Why not oil fill the light & fit plastic tube over the wire & the fitting protruding out the back.
The plastic tube will squash under pressure & equalize the light.
I've been playing round with & researching LED lights. Have some photos of a modification
of a $20- flash light on psubs http://www.psubs.org/projects/1235435392/sublights/
Have moved on from these lights as they run off 4 volts & you can't put 3 in series to run off 12V.
Also I used one while swimming through a cave & it let a bit of water in despite it's O rings.
Have ordered & are waiting on this item, a 900 lumen 12V dive light $78- 
 http://www.dealextreme.com/p/diving-cree-ssc-p7-c-sxo-3-mode-900-lumen-led-flashlight-kit-2-18650-4-cr123a-4-16340-29069
 I will modify & fill with oil as per my first link.
The LED itself can take pressure down to full ocean depth.

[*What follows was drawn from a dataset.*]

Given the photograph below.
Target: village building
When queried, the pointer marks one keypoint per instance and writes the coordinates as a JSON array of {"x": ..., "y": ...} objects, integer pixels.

There are good articles on LED underwater lights on the "Deep Sea Power & light" site.
Regards Alan
----- Original Message -----
Sent: Tuesday, January 17, 2012 1:54 PM
Subject: RE: [PSUBS-MAILIST] SeaBlaze3 LED bench test

Psub postings have been a bit slow so I have decided to post a short test I did today on an off the shelf LED light.  Subsea lights are very expensive for psub applications so I was looking to see what kind of depth performance I could get with an off-the-shelf LED marine light for pleasure boats.  I chose to test the Lumitec SeaBlaze3.  See the YouTube clip of the test at    http://youtu.be/WXYPjIgoxLE .  Prior to the test, I took it to swimming pool to see how it worked at night. The light worked great and very bright.  You could see across a an Olympic sized swimming pool without any problem with just one of these lights.  The application I am contemplating would use seven of these lights working off 24 VDC.  The lights will work on 10-30 VDC.  For 24 VDC, they pull 1.1 amps.   To conduct the test, I built a pressure chamber out of 4 inch, schedule 40 galvanized pipe fittings. I then made up a simple electrical penetrator using a ¾ inch pipe fitting, nails and some two-part epoxy.  To pressurize the test chamber, I used my pressure washer with a bypass valve.  To determine when the unit failed, I connected the light through the DC current section of my multimeter.  Because the line pressure for my house during the test was 74 psig, this is the minimum pressure point for the test. 
Results were that the LED light worked fine for about 4 minutes at 74 psig or 167 fsw.  At that point, the case flooded.  The application I am looking at has a 500 fsw design depth with a max test depth of 625 fsw.  Therefore out of the box these would not work but it would be straight forward to  pull the electronics and LEDS and  insert them in a custom 1-atm shell.  This lights was $220. 
 The reason I thought this had a chance of handling the pressure was because the case is anodized aluminum and the lens is glass. The LED face plate was in contact with the lens so structurally it was being supported.  My guess is that they must have used some kind of adhesive to seal the lens rather than an o-ring.  My next step is to tear the fixture apart and see if the electronics and LED could be repackaged for pressure.